Meinung

Alkoholverbot: Eine frisierte SPÖ-Studie als Sittenbild der Politik

Am gestrigen Montag postete die Wiener SPÖ auf Facebook: "In Wien setzen wir auf Fakten anstatt auf Fake News."

Nur wenige Stunden später hatte die Partei einen handfesten Datenskandal am Hals.

Denn als nichts anderes ist der Versuch der rot-grünen Wiener Stadtregierung, die Umfrageergebnisse zum Alkoholverbot am Praterstern zu frisieren, zu werten. Wie der Standard herausgefunden hat, hat sich die SPÖ die Evaluierung zum umstrittenen Verbot schöngerechnet.

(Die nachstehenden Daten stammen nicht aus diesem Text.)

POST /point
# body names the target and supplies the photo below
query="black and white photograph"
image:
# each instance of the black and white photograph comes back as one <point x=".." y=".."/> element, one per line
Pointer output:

Durch Zahlentricks wurden aus rund 51 Prozent Zustimmung zum Alkoholverbot plötzlich 68 Prozent. Wie man das gemacht hat? Man hielt die Originalstudie unter Verschluss, ließ die "Weiß nicht"-Stimmen einfach unter den Tisch fallen und rechnete das Ergebnis neu durch.

Schon wurde aus einem ambivalenten Ergebnis, das der SPÖ wohl Debatten über die Sinnhaftigkeit ihrer Maßnahme eingebrachte hätte, ein herzeigbarer Polit-Erfolg.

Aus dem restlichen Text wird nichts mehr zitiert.